Radio-Canada spoke to the Sheikh’s brother, who acknowledged the suspect’s mental health issues but also said he did not believe the 26-year-old was responsible for this week’s fatal shooting.
- Montreal police said two fatal shootings last night were likely linked and committed by the same shooter.
According to preliminary information provided by the Quebec Police Supervisory Authority, Office of Independent Investigations (BEI), during an operation on Thursday, Montreal police officers were confronted by a man with a firearm. Shots rang out and the Sheikh died on the spot.
His death means there are now two investigations, one investigating the three fatal homicides on Tuesday and Wednesday, which has now been transferred to the Sûreté du Québec Serious Crime Unit, and the other will focus on the actions of the Montreal Police Force (SPVM) during the operation, in as a result of which the Sheikh was killed.
- Suspect in 3 seemingly random murders shot to death by Montreal police
On Thursday, an SQ spokesperson said much of its investigation is focused on establishing motives for the killings committed on Tuesday and Wednesday.
Suspect should not have been released, relatives of victims say
For many, the tribunal’s decision raises questions about how the Sheikh’s mental health was assessed before and after his release in March.
The family of Alexis Levy-Crevier, the 22-year-old killed on Wednesday in Laval, is having a hard time understanding why the Sheikh was allowed to be released.
“You would think that the person who had his case in their hands should have understood that he could not be on the street,” said Roxanne Levy-Crevir, Alexis’ older sister.
On Friday, Melissa Beauchamp, a family friend, stopped at a makeshift memorial erected near the shooting site.
“He wasn’t appreciated, if you ask me,” Beauchamp told Radio-Canada, adding that her friend’s death was “for no reason.”
Both Beauchamp and the victim’s sister described Alexis as loving and generous.
“Every day we wrote to each other,” his sister said. “So I will really miss his presence. I feel it, but physically it’s not there. My head knows it, but my heart doesn’t want to admit it.”
In a statement, the Laval Regional Health Board, which oversees the hospital in which the Sheikh’s case was located, expressed condolences to the families of the victims. He said he could not comment on the suspect’s case for privacy reasons.

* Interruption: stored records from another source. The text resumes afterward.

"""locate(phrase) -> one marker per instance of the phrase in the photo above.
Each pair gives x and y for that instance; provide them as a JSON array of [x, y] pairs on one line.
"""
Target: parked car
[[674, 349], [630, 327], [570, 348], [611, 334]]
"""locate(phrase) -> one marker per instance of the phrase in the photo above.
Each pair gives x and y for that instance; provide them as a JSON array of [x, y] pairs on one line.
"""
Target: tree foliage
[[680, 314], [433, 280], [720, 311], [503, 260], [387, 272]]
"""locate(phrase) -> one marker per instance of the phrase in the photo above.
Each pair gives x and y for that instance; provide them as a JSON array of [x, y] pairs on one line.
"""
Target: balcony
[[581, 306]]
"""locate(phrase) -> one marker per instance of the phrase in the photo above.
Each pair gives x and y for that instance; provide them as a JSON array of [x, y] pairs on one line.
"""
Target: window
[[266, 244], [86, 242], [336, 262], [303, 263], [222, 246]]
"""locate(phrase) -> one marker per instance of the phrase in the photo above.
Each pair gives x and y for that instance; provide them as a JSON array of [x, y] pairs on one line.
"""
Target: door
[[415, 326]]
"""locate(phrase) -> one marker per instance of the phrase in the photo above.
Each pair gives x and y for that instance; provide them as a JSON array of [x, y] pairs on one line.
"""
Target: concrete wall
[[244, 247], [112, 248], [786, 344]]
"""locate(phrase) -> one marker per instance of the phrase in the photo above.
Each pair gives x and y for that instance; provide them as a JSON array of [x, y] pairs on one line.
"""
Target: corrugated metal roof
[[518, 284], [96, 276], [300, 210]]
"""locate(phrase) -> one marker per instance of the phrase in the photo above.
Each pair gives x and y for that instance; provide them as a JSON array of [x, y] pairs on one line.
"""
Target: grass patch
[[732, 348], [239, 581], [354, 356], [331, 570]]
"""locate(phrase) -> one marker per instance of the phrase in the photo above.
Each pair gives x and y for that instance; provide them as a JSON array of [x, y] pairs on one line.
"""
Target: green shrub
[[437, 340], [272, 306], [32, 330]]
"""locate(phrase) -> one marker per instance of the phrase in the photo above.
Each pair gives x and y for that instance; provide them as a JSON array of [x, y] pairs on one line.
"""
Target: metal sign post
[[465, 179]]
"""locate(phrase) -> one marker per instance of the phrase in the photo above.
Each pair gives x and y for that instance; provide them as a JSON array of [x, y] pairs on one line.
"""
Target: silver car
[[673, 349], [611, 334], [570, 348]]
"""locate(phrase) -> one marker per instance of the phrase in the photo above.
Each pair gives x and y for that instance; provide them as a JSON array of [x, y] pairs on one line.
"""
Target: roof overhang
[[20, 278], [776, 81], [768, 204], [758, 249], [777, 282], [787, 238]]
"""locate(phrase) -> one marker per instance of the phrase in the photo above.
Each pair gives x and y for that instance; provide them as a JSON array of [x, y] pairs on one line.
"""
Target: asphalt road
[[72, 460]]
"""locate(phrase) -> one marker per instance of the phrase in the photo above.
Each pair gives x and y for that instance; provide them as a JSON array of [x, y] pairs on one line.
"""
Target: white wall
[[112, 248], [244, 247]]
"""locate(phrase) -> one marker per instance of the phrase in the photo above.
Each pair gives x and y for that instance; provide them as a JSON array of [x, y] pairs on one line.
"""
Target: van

A spokesman for the health board said that, generally speaking, its responsibility is to make sure that the patient complies with the conditions set by the tribunal.
Freeing suspect was ‘tolerable’ risk, lawyer says
François Legault, the lawyer who represented the Sheikh at the March hearing, said he was wondering if the police were quick to shoot and kill his client.
In addition to expressing his thoughts about the three victims in Montreal and Laval, he said he was “shocked” by the news of the Sheikh’s death.
“I ask myself a lot of questions. I don’t have answers. I hope to get them one day and find out [police] The operation was carried out too quickly,” the lawyer said.
“Have we tried every measure to establish a level of communication that would be adapted to [Shaikh’s] situation?”
Lego described the decision to release Sheikh under certain conditions as an “acceptable” risk based on his progress.
“That’s what our job is to take risks,” the lawyer said. “Every day we make decisions, not knowing what will happen next, but [they’re] based on the data that is before us.”
Lego also admitted that he did not speak to his client after the tribunal’s decision.